La Cour de justice de l’Union européenne a rendu, le 28 février 2013, un arrêt précisant le régime juridique des aides d’État. Cette décision traite de l’articulation entre les règles de la concurrence et les dérogations liées à la protection de la sécurité nationale. Un État membre avait octroyé des mesures de soutien financier à un chantier naval dont l’activité se partageait entre les secteurs militaire et civil. La Commission européenne a ordonné la récupération des sommes finançant la production civile, au motif qu’elles altéraient les conditions de la concurrence. L’entreprise concernée a contesté cette décision devant le Tribunal, lequel a rejeté l’ensemble des moyens soulevés par la partie requérante. Un pourvoi a été formé devant la Cour de justice pour obtenir l’annulation de l’arrêt rendu par les juges de première instance. La requérante soutient que ses activités civiles sont indissociables de sa production militaire et constituent un corollaire nécessaire à sa survie. La question posée consiste à savoir si des aides finançant l’activité civile d’une entreprise mixte peuvent être soustraites au droit de l’Union. La Cour rejette le pourvoi en confirmant l’interprétation restrictive des dérogations prévues par les traités pour protéger les intérêts essentiels de l’État.
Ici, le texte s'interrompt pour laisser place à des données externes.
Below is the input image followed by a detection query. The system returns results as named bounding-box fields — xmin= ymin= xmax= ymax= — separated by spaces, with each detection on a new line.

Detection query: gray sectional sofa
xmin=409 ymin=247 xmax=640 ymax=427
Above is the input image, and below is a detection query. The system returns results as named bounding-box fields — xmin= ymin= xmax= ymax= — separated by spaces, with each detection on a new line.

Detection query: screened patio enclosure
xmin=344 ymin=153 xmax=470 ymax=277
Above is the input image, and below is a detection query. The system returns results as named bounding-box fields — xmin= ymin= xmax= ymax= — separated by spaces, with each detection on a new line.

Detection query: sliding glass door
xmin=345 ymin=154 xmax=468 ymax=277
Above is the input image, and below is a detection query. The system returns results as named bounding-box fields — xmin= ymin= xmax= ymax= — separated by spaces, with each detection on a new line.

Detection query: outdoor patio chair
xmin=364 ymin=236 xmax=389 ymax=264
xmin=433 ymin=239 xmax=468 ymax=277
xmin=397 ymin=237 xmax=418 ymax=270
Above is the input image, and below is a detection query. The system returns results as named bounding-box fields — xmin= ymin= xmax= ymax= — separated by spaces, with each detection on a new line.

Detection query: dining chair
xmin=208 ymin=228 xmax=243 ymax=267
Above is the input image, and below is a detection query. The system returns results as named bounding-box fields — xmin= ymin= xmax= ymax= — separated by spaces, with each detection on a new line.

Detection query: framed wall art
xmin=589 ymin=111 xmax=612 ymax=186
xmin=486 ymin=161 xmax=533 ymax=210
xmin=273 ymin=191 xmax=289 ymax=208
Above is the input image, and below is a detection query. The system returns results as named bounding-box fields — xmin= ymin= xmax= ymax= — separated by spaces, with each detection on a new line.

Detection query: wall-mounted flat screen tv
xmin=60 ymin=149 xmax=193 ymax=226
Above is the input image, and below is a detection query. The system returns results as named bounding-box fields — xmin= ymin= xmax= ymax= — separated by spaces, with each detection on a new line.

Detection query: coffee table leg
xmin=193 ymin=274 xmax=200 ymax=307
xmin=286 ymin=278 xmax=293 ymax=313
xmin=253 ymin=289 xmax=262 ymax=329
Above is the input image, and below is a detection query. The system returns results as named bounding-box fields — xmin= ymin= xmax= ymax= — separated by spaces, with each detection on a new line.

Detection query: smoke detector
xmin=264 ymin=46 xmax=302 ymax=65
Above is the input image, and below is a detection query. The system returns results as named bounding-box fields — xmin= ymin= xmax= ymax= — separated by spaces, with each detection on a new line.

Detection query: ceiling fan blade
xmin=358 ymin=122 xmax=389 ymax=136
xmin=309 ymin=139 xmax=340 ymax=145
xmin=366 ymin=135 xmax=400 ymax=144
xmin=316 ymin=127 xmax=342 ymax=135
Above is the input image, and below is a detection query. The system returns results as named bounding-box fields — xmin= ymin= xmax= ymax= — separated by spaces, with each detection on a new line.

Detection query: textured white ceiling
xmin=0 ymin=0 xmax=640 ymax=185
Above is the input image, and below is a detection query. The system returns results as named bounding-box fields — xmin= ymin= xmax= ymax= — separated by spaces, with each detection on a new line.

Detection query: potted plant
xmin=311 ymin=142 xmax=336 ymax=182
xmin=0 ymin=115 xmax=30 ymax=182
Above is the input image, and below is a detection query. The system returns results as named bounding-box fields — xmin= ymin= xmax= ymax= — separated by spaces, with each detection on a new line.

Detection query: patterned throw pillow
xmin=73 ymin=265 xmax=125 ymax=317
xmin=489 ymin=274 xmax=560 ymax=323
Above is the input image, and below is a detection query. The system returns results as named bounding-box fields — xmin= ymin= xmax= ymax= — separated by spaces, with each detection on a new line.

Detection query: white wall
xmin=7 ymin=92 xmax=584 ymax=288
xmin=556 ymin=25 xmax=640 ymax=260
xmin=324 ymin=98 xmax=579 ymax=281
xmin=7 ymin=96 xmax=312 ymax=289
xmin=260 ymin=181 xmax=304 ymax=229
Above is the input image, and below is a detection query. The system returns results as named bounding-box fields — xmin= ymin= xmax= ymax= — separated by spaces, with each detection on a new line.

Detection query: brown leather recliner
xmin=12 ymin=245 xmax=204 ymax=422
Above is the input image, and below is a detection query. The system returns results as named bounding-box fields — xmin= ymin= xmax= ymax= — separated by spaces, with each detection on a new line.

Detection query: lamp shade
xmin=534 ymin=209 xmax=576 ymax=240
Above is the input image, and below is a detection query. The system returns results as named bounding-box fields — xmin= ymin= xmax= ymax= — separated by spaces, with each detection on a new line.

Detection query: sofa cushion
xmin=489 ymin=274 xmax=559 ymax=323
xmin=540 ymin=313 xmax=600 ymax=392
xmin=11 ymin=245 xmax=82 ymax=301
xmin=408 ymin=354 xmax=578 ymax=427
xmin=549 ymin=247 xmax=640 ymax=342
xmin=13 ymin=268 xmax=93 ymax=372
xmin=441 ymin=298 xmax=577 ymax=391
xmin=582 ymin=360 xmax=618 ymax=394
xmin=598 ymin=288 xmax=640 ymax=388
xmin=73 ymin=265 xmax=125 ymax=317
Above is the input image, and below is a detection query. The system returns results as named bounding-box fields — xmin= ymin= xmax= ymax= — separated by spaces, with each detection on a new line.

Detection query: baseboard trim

L’analyse de cette décision suppose d’étudier l’affirmation d’une distinction stricte entre les domaines d’activité avant d’envisager la préservation de l’effet utile du droit européen.
I. L’affirmation d’une distinction rigoureuse entre les secteurs d’activité
A. Le rejet de la théorie de l’indivisibilité économique
Le juge souligne d’abord que « l’article 346, paragraphe 1, sous b), TFUE vise à établir […] une stricte distinction » entre secteurs. Cette séparation s’impose même lorsqu’une entité unique poursuit simultanément des activités relevant des domaines militaire et civil de manière imbriquée. La Cour refuse ainsi de considérer une mesure d’aide comme un bloc monolithique échappant globalement au contrôle des autorités de la concurrence. Elle valide la répartition proportionnelle effectuée par la Commission entre les différentes branches d’activité de l’entreprise bénéficiaire pour identifier les montants illicites. Cette approche purement juridique de l’activité économique permet d’isoler les flux financiers qui ne bénéficient pas directement à la défense de l’État.
B. L’interprétation restrictive de l’exception de sécurité
La Cour rappelle fermement que la dérogation prévue par les traités « doit faire l’objet d’une interprétation stricte » par les juridictions européennes. Elle juge qu’une entreprise produisant du matériel mixte ne peut se soustraire aux règles communes par la simple invocation de sa pérennité industrielle. Le soutien à l’activité civile n’est pas considéré comme un moyen légitime de garantir la survie d’un appareil de production spécifiquement militaire. Par conséquent, les mesures relatives à la production d’armes « ne doivent pas altérer les conditions de concurrence » pour les produits de consommation courante. La reconnaissance d’un lien fonctionnel entre deux activités ne suffit pas à justifier l’extension d’un privilège exorbitant du droit commun.
La rigueur de cette distinction permet de maintenir l’autorité des institutions européennes sur les marchés nationaux malgré les prérogatives souveraines des États.
II. La sauvegarde de l’effet utile du droit européen de la concurrence
A. La confirmation du contrôle de la Commission européenne
Le juge affirme que l’État membre ne saurait bénéficier d’un pouvoir discrétionnaire absolu par la seule invocation des intérêts de sa sécurité. La Cour confirme que la Commission examine avec l’État les conditions dans lesquelles les mesures de soutien peuvent être adaptées aux traités. Cette procédure garantit que les fonds publics ne sont pas détournés pour favoriser des entreprises nationales sous couvert de secrets militaires. Les appréciations factuelles du Tribunal sur la clé de répartition des aides sont souveraines et échappent au contrôle du juge de cassation. La décision renforce ainsi les pouvoirs de surveillance administrative sur les secteurs stratégiques autrefois protégés par une opacité juridique totale.
B. Une portée prétorienne limitant l’autonomie des États membres
Cet arrêt confirme une jurisprudence constante refusant de laisser aux États le pouvoir de déroger unilatéralement aux dispositions du traité fondateur. La Cour précise que les mesures de récupération visent à aménager les conditions de retour au droit commun sans compromettre la sécurité. La solution rendue limite les risques d’abus de droit où l’argument sécuritaire servirait de paravent à un protectionnisme économique injustifié. Elle assure une égalité de traitement entre les opérateurs économiques du marché intérieur, peu importe la nature sensible de certains produits. Cette décision souligne l’étroitesse de la voie laissée aux dérogations nationales face aux impératifs d’intégration et de transparence du marché unique.